Comprehensive Real-World Guidance for Every Embedded Developer and Engineer
This book brings together indispensable knowledge for building efficient, high-value, Linux-based embedded products: information that has never been assembled in one place before. Drawing on years of experience as an embedded Linux consultant and field application engineer, Christopher Hallinan offers solutions for the specific technical issues you're most likely to face, demonstrates how to build an effective embedded Linux environment, and shows how to use it as productively as possible.
Hallinan begins by touring a typical Linux-based embedded system, introducing key concepts and components, and calling attention to differences between Linux and traditional embedded environments. Writing from the embedded developer's viewpoint, he thoroughly addresses issues ranging from kernel building and initialization to bootloaders, device drivers to file systems.
Hallinan thoroughly covers the increasingly popular BusyBox utilities; presents a step-by-step walkthrough of porting Linux to custom boards; and introduces real-time configuration via CONFIG_RT--one of today's most exciting developments in embedded Linux. You'll find especially detailed coverage of using development tools to analyze and debug embedded systems--including the art of kernel debugging.

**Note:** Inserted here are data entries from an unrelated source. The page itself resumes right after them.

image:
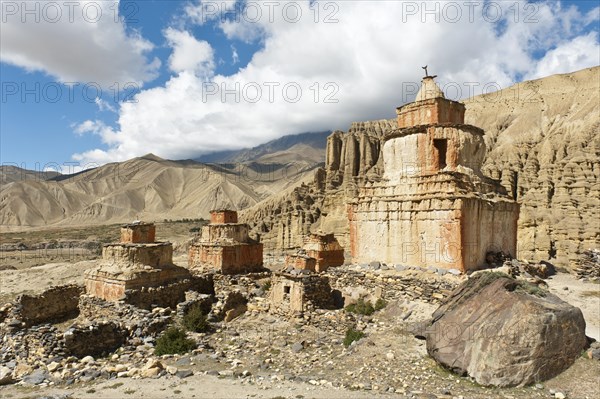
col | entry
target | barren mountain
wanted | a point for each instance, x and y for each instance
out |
(296, 147)
(543, 144)
(543, 138)
(147, 188)
(10, 173)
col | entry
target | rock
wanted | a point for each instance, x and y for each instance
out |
(184, 373)
(517, 333)
(53, 366)
(150, 373)
(593, 354)
(37, 377)
(542, 270)
(6, 376)
(297, 347)
(87, 360)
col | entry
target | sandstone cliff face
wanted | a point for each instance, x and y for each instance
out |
(543, 145)
(545, 148)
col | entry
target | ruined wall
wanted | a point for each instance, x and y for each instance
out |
(224, 216)
(413, 152)
(403, 286)
(447, 232)
(93, 340)
(542, 144)
(282, 222)
(300, 294)
(111, 284)
(487, 227)
(138, 233)
(227, 232)
(431, 111)
(53, 305)
(229, 259)
(301, 262)
(165, 293)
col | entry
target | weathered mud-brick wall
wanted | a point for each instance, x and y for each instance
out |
(433, 206)
(325, 249)
(154, 254)
(138, 233)
(391, 286)
(169, 295)
(229, 259)
(162, 296)
(300, 293)
(94, 339)
(226, 247)
(301, 262)
(53, 305)
(223, 216)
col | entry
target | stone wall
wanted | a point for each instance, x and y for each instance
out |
(154, 255)
(94, 339)
(228, 232)
(409, 284)
(434, 110)
(169, 295)
(291, 294)
(542, 144)
(301, 262)
(223, 216)
(229, 259)
(53, 305)
(138, 233)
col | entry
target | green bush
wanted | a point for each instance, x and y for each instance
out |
(361, 307)
(351, 336)
(195, 320)
(380, 304)
(173, 341)
(531, 289)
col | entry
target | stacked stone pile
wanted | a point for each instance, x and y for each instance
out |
(588, 266)
(398, 284)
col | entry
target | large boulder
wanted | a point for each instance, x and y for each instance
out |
(505, 332)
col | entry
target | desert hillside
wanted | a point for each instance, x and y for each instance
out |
(147, 188)
(542, 143)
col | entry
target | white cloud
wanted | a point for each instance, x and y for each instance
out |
(369, 61)
(235, 58)
(104, 105)
(579, 53)
(189, 54)
(83, 41)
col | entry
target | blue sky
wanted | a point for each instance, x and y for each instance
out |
(83, 91)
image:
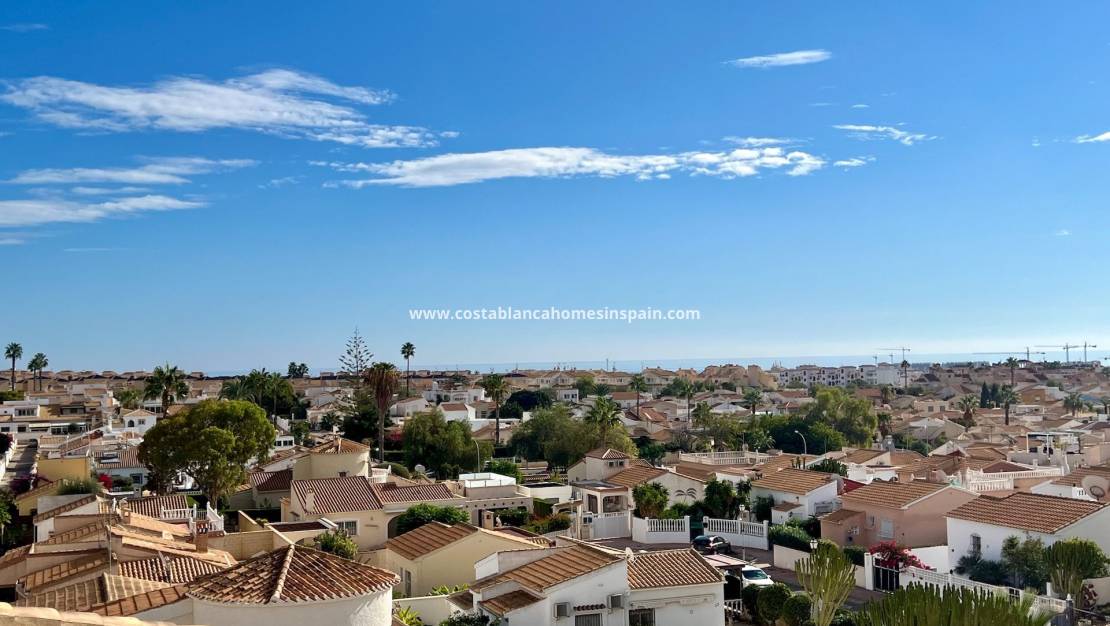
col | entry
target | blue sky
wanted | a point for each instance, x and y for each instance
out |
(228, 187)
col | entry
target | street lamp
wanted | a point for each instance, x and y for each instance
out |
(805, 446)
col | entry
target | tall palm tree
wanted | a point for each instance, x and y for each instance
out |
(1012, 364)
(638, 384)
(1073, 403)
(496, 387)
(382, 379)
(1006, 397)
(407, 351)
(167, 382)
(606, 415)
(14, 352)
(37, 364)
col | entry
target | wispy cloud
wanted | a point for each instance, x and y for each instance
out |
(281, 102)
(23, 27)
(871, 132)
(759, 141)
(854, 162)
(1093, 139)
(37, 212)
(171, 170)
(568, 162)
(783, 59)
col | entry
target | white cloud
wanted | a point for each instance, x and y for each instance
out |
(567, 162)
(170, 170)
(870, 132)
(759, 141)
(23, 27)
(783, 59)
(280, 102)
(37, 212)
(1093, 139)
(854, 162)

• Compare leading embedded Linux processors
• Understand the details of the Linux kernel initialization process
• Learn about the special role of bootloaders in embedded Linux systems, with specific emphasis on U-Boot
• Use embedded Linux file systems, including JFFS2--with detailed guidelines for building Flash-resident file system images
• Understand the Memory Technology Devices subsystem for flash (and other) memory devices
• Master gdb, KGDB, and hardware JTAG debugging
• Learn many tips and techniques for debugging within the Linux kernel
• Maximize your productivity in cross-development environments
• Prepare your entire development environment, including TFTP, DHCP, and NFS target servers
• Configure, build, and initialize BusyBox to support your unique requirements
What This Book Is Not
What This Book Is Not
This book is not a detailed hardware tutorial. One of the difficulties the embedded developer faces is the huge variety of hardware devices in use today. The user manual for a modern 32-bit processor with some integrated peripherals can easily exceed 1,000 pages. There are no shortcuts. If you need to understand a hardware device from a programmer's point of view, you will need to spend plenty of hours in your favorite reading chair with hardware data sheets and reference guides, and many more hours writing and testing code for these hardware devices!
This is also not a book about the Linux kernel or kernel internals. In this book, you won't learn about the intricacies of the Memory Management Unit (MMU) used to implement Linux's virtual memory-management policies and procedures; there are already several good books on this subject. You are encouraged to take advantage of the "Suggestions for Additional Reading" section found at the end of every chapter.